Monday, May 16, 2011

s. brendan the monk

few saints have been so influential on my life as has brendan.  as jennifer kennedy dean writes, "as we conform our lives to our stories, we find we are transformed."

it was, not surprisingly, the story of brendan the courageous navigator that caught my attention first.  i had been taking some "time off" from my "job" as a missionary bishop to the wilds of fayetteville, arkansas, to take care of my ailing mother, and when she became well enough for me to leave again, i thought a kayak trip would be just the thing.  so, i bought a beautiful red saxon boat, broke a bottle of guiness on the bow and called her "brendan."  off i paddled, on what would be a life-changing trip.  along the way, i became an accidental hermit. my little r&r trip stretched over three years, paddling more than 9,000 miles, and completely enjoying being bounced about on the sea, protected by the prayers of s. brendan--and of course also of s. nicholas.

in the years since i came to shore, i often feel nostalgia for that time, for the nights when the sea receives the red sun to the chant of ravens at vespers, for the mornings veiled in the cloud brooding on the face of the waters as another day is created.  evenings and mornings are certainly beautiful where i live now, in a small apartment in the ozarks, but it's easy to feel that my life is not very courageous.

it is that context that two bits of wisdom from the church have helped me this s. brendan's day.  the first is a word from abba isaac of the desert--i fondly call my little apartment s. chad's disseart  "the person who recognizes and overcomes his passions is greater than the person who raises the dead."  certainly recognizing and overcoming my passions takes more courage than floating on the surface of the sea.

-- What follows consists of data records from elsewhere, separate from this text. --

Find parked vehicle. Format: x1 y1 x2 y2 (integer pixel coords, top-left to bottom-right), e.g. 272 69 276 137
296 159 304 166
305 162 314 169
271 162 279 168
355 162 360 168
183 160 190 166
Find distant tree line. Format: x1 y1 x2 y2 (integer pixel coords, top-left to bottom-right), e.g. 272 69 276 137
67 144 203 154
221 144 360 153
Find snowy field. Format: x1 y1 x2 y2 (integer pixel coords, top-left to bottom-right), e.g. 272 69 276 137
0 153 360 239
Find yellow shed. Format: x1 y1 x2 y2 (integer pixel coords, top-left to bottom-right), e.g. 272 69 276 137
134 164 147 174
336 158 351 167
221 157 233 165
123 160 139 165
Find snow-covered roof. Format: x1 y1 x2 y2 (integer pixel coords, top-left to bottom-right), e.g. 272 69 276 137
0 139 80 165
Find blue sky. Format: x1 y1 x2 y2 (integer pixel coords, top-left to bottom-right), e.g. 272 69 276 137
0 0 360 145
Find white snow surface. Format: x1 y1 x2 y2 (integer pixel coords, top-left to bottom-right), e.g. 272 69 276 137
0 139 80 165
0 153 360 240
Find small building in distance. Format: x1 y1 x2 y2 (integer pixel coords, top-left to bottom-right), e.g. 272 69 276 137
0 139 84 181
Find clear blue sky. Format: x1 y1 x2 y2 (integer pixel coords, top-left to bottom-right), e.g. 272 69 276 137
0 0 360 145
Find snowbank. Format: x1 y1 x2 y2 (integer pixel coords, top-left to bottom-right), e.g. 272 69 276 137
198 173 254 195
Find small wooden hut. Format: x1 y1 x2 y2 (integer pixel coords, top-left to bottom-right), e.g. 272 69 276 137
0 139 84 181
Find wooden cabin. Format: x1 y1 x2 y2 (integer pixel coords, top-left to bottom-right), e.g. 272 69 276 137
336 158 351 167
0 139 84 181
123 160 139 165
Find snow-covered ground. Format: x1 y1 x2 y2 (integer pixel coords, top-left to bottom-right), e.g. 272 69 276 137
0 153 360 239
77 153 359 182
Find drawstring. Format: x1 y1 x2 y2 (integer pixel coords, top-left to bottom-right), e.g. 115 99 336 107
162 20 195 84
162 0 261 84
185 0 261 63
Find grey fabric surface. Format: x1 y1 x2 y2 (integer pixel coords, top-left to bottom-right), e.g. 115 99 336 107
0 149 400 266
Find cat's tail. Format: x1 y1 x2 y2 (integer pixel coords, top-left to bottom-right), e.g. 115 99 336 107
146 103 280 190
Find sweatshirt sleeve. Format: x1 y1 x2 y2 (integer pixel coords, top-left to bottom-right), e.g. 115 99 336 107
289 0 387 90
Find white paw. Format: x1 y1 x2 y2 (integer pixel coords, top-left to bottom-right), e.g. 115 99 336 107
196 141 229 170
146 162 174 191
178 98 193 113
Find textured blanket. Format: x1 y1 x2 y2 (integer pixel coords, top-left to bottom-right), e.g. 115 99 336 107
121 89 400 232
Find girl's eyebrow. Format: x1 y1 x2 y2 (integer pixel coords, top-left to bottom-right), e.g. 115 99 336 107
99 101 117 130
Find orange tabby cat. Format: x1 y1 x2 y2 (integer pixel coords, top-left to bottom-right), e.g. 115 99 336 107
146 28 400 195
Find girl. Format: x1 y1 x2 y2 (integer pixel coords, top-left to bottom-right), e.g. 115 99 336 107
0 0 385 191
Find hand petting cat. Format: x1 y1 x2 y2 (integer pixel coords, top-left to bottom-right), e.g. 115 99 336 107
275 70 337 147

the second is the ikos for the feast at matins:
"putting forth from the coasts of thy homeland, o holy one, thou didst set sail in a boat of skins, traversing the tumultuous waters of the sea, guided by the providence of the almighty.  yet in vain didst thou search the watery realm for theisle of the blessed, for their abode is not within the confines of this world.  wherefore, thou didst return to dry land, to the monasteries thou hast founded; and losing the life of thy body, thou didst find the realm of bliss which thou hadst sought.  o venerable father brendan, divinely wise and most holy, entreat christ god that our souls be saved."